Indeed, research has found that certain foods may have anti-hypertensive properties. In general, I recommend eating more fruits and vegetables. Produce is high in potassium, which can help counteract the effects of sodium; too much dietary sodium is known to raise blood pressure.
In addition, leafy green vegetables — including spinach, kale, chard, and collard greens — are rich in nitrates, compounds that help dilate blood vessels. Research suggests that people who consume one to two servings of leafy greens a day, experience reductions in blood pressure, at least in the short term.

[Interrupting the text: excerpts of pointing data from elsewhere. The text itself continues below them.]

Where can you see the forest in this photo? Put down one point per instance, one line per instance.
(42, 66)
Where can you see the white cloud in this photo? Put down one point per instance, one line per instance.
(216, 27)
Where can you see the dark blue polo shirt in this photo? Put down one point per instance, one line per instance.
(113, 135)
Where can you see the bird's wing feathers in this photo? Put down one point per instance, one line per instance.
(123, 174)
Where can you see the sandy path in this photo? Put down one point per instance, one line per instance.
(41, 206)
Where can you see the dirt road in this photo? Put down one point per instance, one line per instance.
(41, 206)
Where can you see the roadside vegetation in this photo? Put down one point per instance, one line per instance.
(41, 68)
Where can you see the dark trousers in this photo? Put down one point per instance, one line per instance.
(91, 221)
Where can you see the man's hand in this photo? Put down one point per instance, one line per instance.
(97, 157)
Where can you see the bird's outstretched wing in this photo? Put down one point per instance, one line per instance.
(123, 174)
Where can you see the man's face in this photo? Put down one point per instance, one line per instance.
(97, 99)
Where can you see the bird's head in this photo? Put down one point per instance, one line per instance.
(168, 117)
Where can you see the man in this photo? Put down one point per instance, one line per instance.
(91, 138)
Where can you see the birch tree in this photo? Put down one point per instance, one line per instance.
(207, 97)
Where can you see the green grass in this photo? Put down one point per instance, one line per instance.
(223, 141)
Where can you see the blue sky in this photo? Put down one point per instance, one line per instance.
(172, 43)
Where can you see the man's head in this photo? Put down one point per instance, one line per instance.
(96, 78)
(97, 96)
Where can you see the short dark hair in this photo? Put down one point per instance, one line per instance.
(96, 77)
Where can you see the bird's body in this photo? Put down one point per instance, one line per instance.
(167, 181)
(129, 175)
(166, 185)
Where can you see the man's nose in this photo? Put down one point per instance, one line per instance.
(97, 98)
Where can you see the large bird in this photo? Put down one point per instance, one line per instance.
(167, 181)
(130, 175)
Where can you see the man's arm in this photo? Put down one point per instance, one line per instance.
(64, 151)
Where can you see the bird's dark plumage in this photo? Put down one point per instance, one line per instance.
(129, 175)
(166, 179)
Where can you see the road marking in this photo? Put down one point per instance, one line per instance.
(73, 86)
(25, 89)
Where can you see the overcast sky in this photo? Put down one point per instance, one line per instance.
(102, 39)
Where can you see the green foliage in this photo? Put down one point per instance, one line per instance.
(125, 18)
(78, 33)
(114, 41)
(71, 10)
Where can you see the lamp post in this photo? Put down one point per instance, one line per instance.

Nitrates are also present in beets, which likely explains why one study found that people with hypertension who drank about a cup of beet juice a day saw their blood pressure drop by an average of 8/4 mmHg — in many cases, bringing their blood pressure readings within the normal range. Other foods that may help include garlic, bananas, and oats.
Just as there are foods you should increase in your diet, there are foods to cut back on or eliminate altogether. These include processed foods, foods and beverages that are high in caffeine, and alcohol, all of which have been linked to high blood pressure. Processed foods also tend to be high in sodium. Many experts recommend limiting your sodium intake to 1,500 mg a day or less.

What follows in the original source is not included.